A real estate agent cherishes the one-story ranch house she’s owned and babied for 14 years. To enhance her place, she recently painted the entire interior. She also sanded and polished her hardwood floors and expanded the kitchen, making it light, bright and open to the dining area.
This agent can’t bear the thought of selling her beloved sanctuary. But that sentiment is now competing with her engagement to a man from another city where she plans to move, however temporarily. So, to buy time before making a final decision, she’s placed the property on the rental market.
“She’s holding her breath that a rental will work out without any serious problems, and so am I,” says Elizabeth Weintraub, a colleague and friend of the property’s owner.
Weintraub, a real estate broker who’s sold homes since 1979, says the odds are good her friend will do well as a landlady because of her background in the housing field. But she said many homeowners who convert a residence to a rental property are more naive about what that entails.
For instance, Weintraub tells the true story of a couple of clients who had a terrible experience renting out their house to a pair of doctors. When it came time to sell the place, the doctors were so angry at being uprooted that they poured castor oil all over the white wall-to-wall carpet.
In recent years, many local governments have tightened regulations protecting tenants. As Weintraub says, longtime renters are typically much more familiar with these regulations than are first-time landlords, which puts them at a disadvantage if a dispute develops.
Here are a few pointers for homeowners considering a temporary rental:
-- Inform yourself about your local rental market.
Sid Davis, a real estate broker and author of “A Survival Guide to Selling a Home,” says that before deciding to convert your residence to a rental, you should make sure the numbers work for you.
As he notes, most large realty firms have rental departments that can help you assess the relative strength of your local market. Agents who list many rentals on the Multiple Listing Service can quickly estimate how much rental income your property could command.
Advertising (online or in print) can also help, Davis says. Survey the ads to see how numerous they are for your type of property (single family, townhouse or condo-apartment) and going rents.
“You might even wish to run a test ad to check out your rental market. This is not unethical, so long as you don’t mislead any potential tenants,” he says.
-- Consider professional management for your rental property.
Mark Nash, a longtime real estate broker and author of “1001 Tips for Buying and Selling a Home,” says it could be sensible to consider engaging a professional manager to oversee the property.
“Many people find it annoying to be a landlord. It’s like being a parent,” says Nash, who owned several rental units for a period spanning 11 years.
He says the sole downside of hiring a good rental manager -- who’s best found through personal referrals -- is that this service will cut into your rental income. That could pinch your budget if you’re operating with a narrow profit margin.
-- Investigate the financial implications of renting your home.
Most landlords want to be sure they’d have a positive cash flow from their rental, meaning they’ll bring in more than enough income to cover their mortgage payments after taking into account property taxes and insurance costs.
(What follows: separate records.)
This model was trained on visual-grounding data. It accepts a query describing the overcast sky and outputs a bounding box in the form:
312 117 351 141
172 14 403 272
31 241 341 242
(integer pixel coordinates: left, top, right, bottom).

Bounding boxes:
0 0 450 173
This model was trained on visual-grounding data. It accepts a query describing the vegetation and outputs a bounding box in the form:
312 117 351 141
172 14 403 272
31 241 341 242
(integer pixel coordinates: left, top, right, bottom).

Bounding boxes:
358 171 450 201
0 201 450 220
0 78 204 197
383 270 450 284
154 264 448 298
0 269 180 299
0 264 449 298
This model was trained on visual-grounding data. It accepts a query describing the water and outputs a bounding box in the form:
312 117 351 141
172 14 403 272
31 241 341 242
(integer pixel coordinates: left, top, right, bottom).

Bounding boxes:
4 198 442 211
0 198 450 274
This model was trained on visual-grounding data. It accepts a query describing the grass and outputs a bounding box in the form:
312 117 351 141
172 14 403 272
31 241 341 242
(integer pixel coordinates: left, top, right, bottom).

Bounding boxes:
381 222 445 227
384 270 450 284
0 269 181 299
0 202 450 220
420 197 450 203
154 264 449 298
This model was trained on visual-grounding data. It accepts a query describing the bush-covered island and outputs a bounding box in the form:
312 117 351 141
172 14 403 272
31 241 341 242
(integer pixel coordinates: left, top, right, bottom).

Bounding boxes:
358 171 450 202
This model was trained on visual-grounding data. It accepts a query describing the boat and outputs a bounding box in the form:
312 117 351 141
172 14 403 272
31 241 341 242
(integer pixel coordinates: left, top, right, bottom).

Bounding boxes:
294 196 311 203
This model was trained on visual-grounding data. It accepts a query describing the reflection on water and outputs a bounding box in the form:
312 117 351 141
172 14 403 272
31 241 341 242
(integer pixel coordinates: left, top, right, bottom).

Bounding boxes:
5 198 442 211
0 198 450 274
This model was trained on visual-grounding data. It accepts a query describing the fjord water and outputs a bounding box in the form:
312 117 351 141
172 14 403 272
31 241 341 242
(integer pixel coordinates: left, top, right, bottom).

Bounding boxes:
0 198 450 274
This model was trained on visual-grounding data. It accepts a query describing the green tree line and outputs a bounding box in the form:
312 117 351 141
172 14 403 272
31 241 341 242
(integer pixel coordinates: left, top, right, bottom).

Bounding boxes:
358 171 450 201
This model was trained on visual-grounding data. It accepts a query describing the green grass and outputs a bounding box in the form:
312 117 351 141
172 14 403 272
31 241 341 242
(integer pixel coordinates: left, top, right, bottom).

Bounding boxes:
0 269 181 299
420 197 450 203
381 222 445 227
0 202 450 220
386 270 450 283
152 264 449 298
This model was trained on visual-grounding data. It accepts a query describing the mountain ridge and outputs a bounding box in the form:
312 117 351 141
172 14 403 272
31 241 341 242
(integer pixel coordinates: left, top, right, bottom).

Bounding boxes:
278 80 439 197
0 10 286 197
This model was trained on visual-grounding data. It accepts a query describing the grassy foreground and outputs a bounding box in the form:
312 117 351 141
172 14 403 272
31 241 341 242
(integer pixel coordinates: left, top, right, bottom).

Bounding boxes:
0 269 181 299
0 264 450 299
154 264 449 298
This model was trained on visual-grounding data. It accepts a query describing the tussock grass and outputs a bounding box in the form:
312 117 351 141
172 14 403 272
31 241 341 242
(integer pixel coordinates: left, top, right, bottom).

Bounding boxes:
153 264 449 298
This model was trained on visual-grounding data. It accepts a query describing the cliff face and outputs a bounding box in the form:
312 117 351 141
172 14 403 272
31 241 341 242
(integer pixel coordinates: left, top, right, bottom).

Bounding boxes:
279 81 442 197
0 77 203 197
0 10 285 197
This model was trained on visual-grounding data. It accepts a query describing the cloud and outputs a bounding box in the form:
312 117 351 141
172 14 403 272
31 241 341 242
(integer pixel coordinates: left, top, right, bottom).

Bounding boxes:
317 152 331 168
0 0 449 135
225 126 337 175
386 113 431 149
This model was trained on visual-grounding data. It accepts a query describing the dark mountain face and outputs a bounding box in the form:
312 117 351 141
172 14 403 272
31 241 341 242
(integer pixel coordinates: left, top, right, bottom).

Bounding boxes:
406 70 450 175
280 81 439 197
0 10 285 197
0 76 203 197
When assessing the financial impact of converting your place to a rental, even a temporary one, Nash says you should be sure to factor in home maintenance expenses.
“Upkeep can be a big item,” he says.
You’ll also want to consider the tax implications of renting out your home. To do so, Nash recommends you call an accountant for advice.
-- Realize you’ll likely need to empty your home of tenants before you sell.
Do you intend to rent out your place temporarily with the expectation that you’ll probably sell in the future? If so, Davis says you should be aware that it can be tricky trying to sell a home when it’s occupied by tenants.
To avoid this problem, Davis recommends you plan to have your property vacated for at least a month before it hits the market. That way you’ll have time to paint, clean and do repairs before it’s available for showings.
-- Make sure you have the temperament to handle renting.
Once a home is sold, most people close the door and move on emotionally. Not so when you’re renting out a property, Davis says.
“Psychologically as well as financially, people still have an umbilical cord attached to a property they own while tenants are living there. If you know you lack the nerves you need for renting and yet you must move, you might be better off selling without delay,” he says.